Ce que les favorites exigeaient pour leurs proches n’était rien en comparaison de ce qu’elles exigeaient pour elles-mêmes. Absolues dans leurs caprices, parce qu’elles savaient les rois absolus dans leur pouvoir, elles prélevaient les plus lourds tributs sur la fortune de l’état.
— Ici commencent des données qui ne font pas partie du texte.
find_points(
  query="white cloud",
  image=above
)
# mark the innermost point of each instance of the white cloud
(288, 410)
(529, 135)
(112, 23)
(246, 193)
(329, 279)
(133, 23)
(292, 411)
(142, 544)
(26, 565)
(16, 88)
Diane de Poitiers, pour puiser librement dans le trésor public, fait nommer l’une de ses créatures, Blondet de Rocquancourt, surintendant des finances; elle obtient pour son gendre, le duc d’Aumale, le don de toutes les terres vacantes du royaume; elle vend son patronage à François Allamand, l’un des présidens de la chambre des comptes, qui exerce, grâce à la protection intéressée dont elle le couvre, « un vrai brigandage dans les gabelles. » Ces rapines ne lui suffisent pas encore : elle se fait donner le droit de confirmation, le marc d’or, qui se lève sur les offices à chaque changement de titulaire. Henriette d’Entragues se montre fidèle aux traditions de Diane; elle exige, comme arrhes, le marquisat de Verneuil et cent mille écus, ce qui représentait le produit des tailles de trois ou quatre provinces; quand elle les a touchés, elle cabale avec le prince de Joinville pour obtenir un droit de quinze sous sur chaque ballot de laine à l’entrée et à la sortie du royaume, et ce n’est pas trop de la raison et de la fermeté de Sully pour faire comprendre à Henri IV que les impôts sur les matières premières appartiennent non pas aux favorites, mais à l’état. Fontanges reçoit de Louis XIV, à titre de traitement fixe, 100,000 écus par mois, non compris les colliers de perle de 150,000 livres, les robes en point d’Angleterre, les couvertures de lit en brocart d’or, et son prix de revient ne s’élève pas à moins de 12 millions pour trois ans. D’Argenson paie avec les fonds des affaires étrangères les dettes de Mme de Mailly ; la Pompadour, on le sait par les registres qu’elle tenait elle-même avec l’exactitude d’un caissier, coûte à Louis XV en argent comptant prélevé sur le budget des recettes 36,726,000 francs, non compris les petits présens et les bénéfices qu’elle réalisait au moyen des croupes, espèce d’abonnemens que les fermiers-généraux lui payaient pour obtenir des remises sur le prix de leurs baux et s’assurer par son appui l’impunité de leurs exactions. La Du Barry est plus dispendieuse encore, et son règne correspond à la plus triste période de l’histoire de nos finances, celle

  1. « Accessit ad stupri suspicionem propinquorum Agnetis ad dignitates ecclesiasticas repentina promotio. » Robert Caguin, in Carolo VII, lib. C. fol. 240. Édition de 1510.